Отчего-то Говарду я верил. Он сознавал, что нам угрожает новый, неведомый ужас, и каким-то сверхъестественным образом уловил его слабые стороны.
Впрочем, должен признать, что, когда из кухни донеслись пронзительные вопли, моя вера в друга слегка пошатнулась. Послышалось низкое рычание — никогда бы не поверил, что человеческая глотка способна издавать такие звуки! — и исступленные увещевания Говарда:
— Отпусти, говорю! Ты что, совсем спятил? Слушай, мы же тебя спасли! Оставь, говорю, оставь мою ногу! А-а-а-а-а!
Говард, пошатываясь, ввалился в комнату. Я метнулся вперед и подхватил его. Он был весь в крови, лицо — бледно как смерть.
— Да он просто буйнопомешанный, — простонал Говард. — Бегал по кухне на четвереньках словно собака. Наскочил на меня — и чуть не загрыз. Я-то отбился, но я ж весь искусан. Я ударил его в лицо — и уложил наповал. Убил, чего доброго. Он все равно что животное — я вынужден был защищаться.
Я довел Говарда до дивана и опустился на колени рядом с ним, но он отверг мою помощь.
— Да не отвлекайся ты на меня! — приказал он. — Быстро найди веревку и свяжи его. Если он придет в себя, нам придется драться не на жизнь, а на смерть.
То, что последовало дальше, походило на ночной кошмар. Смутно вспоминаю, как вошел в кухню с веревкой и привязал беднягу Уэллса к стулу, затем промыл и перевязал раны Говарда и развел огонь в камине. Помню также, что позвонил доктору. Но в голове моей все перепуталось, не могу воскресить в памяти ничего доподлинно — вплоть до прибытия высокого степенного джентльмена с добрым, сочувственным взглядом, чья манера держаться уже успокаивала не хуже болеутоляющего.
Он осмотрел Говарда, покивал и заверил, что раны несерьезны. Затем осмотрел Уэллса — и на сей раз кивать не стал.
— У него зрачки не реагируют на свет, — медленно объяснил доктор. — Необходима срочная операция. И, скажу вам откровенно, не думаю, что нам удастся его спасти.
— А эта рана в голове, доктор, — это пулевое ранение? — осведомился я.
Врач нахмурился.
— Я глубоко озадачен, — вздохнул он. — Разумеется, это след от пули, но ему полагалось бы уже частично затянуться. Отверстие ведет прямо в мозг. Вы говорите, что ничего об этом не знаете. Я вам верю, но я считаю, что необходимо немедленно известить власти. Объявят розыск убийцы; разве что, — доктор помолчал, — разве что бедняга сам себя ранил. То, что вы рассказываете, в высшей степени любопытно. Невероятно, что он мог ходить еще много часов. Кроме того, рана явно была обработана. Следов запекшейся крови не видно.

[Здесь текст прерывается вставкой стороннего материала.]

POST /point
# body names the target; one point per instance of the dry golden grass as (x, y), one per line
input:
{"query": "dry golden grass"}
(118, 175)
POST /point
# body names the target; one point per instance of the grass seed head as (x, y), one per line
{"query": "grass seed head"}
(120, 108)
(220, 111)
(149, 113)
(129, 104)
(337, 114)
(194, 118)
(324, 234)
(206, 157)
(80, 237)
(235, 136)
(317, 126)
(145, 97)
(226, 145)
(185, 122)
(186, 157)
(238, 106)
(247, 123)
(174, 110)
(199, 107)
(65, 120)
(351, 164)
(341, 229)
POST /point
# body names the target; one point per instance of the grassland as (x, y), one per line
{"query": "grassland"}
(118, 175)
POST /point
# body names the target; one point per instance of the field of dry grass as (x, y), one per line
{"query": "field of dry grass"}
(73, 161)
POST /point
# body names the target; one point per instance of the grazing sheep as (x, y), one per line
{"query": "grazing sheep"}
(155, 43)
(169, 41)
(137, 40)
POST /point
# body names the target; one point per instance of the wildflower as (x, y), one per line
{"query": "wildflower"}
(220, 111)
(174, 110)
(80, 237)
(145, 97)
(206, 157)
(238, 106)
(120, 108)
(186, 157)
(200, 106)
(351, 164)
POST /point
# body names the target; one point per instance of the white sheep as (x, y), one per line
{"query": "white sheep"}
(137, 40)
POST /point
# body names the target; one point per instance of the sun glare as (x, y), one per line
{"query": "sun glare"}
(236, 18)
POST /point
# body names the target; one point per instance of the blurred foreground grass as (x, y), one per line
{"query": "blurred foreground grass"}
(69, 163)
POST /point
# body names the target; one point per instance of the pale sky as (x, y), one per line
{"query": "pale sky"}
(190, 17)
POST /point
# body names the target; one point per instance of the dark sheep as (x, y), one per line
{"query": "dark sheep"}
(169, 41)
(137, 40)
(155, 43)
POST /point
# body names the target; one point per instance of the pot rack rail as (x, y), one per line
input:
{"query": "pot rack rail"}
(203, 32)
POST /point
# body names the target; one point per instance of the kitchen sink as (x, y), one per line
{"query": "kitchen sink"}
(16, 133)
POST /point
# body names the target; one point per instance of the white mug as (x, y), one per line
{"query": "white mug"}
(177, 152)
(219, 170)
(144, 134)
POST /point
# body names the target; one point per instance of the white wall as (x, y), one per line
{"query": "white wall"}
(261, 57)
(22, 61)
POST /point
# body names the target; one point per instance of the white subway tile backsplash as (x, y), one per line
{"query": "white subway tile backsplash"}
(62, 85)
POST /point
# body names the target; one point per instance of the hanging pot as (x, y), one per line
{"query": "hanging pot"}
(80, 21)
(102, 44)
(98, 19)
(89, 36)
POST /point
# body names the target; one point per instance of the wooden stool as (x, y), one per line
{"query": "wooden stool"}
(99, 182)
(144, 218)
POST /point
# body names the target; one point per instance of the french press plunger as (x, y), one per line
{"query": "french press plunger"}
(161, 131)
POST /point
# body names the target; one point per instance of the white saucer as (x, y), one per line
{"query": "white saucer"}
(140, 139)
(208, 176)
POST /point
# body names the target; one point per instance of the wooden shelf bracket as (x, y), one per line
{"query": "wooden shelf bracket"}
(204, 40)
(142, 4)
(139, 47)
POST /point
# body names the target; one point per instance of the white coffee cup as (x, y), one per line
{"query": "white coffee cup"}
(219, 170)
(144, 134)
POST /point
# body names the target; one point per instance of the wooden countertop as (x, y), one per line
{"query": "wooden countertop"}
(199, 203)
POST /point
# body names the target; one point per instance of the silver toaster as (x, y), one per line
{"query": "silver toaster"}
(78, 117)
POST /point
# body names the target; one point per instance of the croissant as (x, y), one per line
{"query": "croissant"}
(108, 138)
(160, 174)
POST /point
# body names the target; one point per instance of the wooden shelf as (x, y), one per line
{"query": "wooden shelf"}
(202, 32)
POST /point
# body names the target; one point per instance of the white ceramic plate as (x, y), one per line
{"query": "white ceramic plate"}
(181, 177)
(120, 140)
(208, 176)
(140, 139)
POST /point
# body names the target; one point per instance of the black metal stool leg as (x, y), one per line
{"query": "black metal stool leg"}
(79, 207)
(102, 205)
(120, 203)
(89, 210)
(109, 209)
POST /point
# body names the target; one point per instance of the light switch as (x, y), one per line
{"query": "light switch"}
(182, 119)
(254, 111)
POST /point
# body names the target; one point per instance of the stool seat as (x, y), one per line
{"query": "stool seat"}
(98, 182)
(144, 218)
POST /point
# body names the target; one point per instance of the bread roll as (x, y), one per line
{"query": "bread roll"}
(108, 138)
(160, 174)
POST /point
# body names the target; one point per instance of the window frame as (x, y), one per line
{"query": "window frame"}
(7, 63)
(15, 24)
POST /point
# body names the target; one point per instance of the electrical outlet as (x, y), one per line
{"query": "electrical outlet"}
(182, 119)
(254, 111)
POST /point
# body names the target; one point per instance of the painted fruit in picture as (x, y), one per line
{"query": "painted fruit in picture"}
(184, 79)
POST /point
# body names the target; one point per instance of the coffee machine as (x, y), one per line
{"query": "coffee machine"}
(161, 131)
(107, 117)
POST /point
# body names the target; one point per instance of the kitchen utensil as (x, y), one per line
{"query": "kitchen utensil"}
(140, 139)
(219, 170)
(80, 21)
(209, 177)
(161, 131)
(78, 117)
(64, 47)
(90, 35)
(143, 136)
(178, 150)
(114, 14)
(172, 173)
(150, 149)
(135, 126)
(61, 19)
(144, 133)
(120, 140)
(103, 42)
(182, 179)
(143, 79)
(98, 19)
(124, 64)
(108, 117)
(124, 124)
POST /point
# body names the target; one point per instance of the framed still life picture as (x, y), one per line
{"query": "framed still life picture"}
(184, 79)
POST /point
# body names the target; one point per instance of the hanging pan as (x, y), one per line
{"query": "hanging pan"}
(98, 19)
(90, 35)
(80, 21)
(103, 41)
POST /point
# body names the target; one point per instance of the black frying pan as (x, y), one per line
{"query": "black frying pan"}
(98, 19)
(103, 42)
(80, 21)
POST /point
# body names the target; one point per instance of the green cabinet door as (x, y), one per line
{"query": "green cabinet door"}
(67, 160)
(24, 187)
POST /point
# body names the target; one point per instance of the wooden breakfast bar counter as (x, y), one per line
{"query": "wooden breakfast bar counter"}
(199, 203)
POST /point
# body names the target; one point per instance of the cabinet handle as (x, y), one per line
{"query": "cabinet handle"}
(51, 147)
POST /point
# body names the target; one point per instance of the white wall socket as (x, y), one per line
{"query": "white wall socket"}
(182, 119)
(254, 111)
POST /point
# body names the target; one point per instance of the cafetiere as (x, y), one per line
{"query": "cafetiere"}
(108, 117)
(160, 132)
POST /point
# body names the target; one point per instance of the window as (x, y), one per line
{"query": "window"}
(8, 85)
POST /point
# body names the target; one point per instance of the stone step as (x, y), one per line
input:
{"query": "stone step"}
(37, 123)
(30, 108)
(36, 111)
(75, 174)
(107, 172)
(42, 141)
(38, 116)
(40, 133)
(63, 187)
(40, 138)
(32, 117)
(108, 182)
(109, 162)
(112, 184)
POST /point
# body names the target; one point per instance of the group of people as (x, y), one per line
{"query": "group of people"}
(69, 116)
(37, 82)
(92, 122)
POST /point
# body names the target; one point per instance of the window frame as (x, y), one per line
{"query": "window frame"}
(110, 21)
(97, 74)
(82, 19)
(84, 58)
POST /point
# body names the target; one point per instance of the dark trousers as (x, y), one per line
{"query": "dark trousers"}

Врач задумчиво прошелся взад-вперед.
— Будем оперировать здесь — и немедленно. Ничтожный шанс у нас есть. По счастью, я захватил с собой инструменты. Освободите этот стол, и… вы сможете подержать мне лампу?
Я кивнул.
— Попытаюсь.
— Отлично!
Доктор занялся приготовлениями, а я размышлял, надо ли звонить в полицию.
— Я убежден, что он сам себя ранил, — сказал я наконец. — Уэллс вел себя в высшей степени странно. Если вы согласитесь, доктор…
— Да?
— Пока лучше молчать об этом деле, а уж после операции — посмотрим. Если Уэллс выживет, вовлекать беднягу в полицейское расследование не понадобится.
Доктор кивнул.
— Хорошо, — согласился он. — Сперва прооперируем, потом решим.
Говард беззвучно смеялся со своей тахты.
— Полиция, — глумился он. — Что она может против тварей из Маллиганского леса?
В его веселье ощущалась зловещая ирония, немало меня обеспокоившая. Ужасы, что мы испытали в тумане, казались невероятными и нелепыми в высокоученом присутствии невозмутимого доктора Смита, и вспоминать о них мне совсем не хотелось.
Доктор отвлекся от инструментов и зашептал мне на ухо:
— Вашего друга слегка лихорадит; по всей видимости, он бредит. Будьте добры, принесите мне стакан воды, я смешаю ему успокоительное.
Я кинулся за стаканом, и спустя мгновение Говард уже крепко спал.
— Итак, приступим, — скомандовал доктор, вручая мне лампу. — Держите ее ровно и сдвигайте по моей команде.
Бледное, бесчувственное тело Генри Уэллса лежало на столе (мы с доктором загодя убрали с поверхности все лишнее). При мысли о том, что мне предстоит, я затрепетал: мне придется стоять и наблюдать за живым мозгом моего бедного друга, когда доктор безжалостно откроет его взгляду.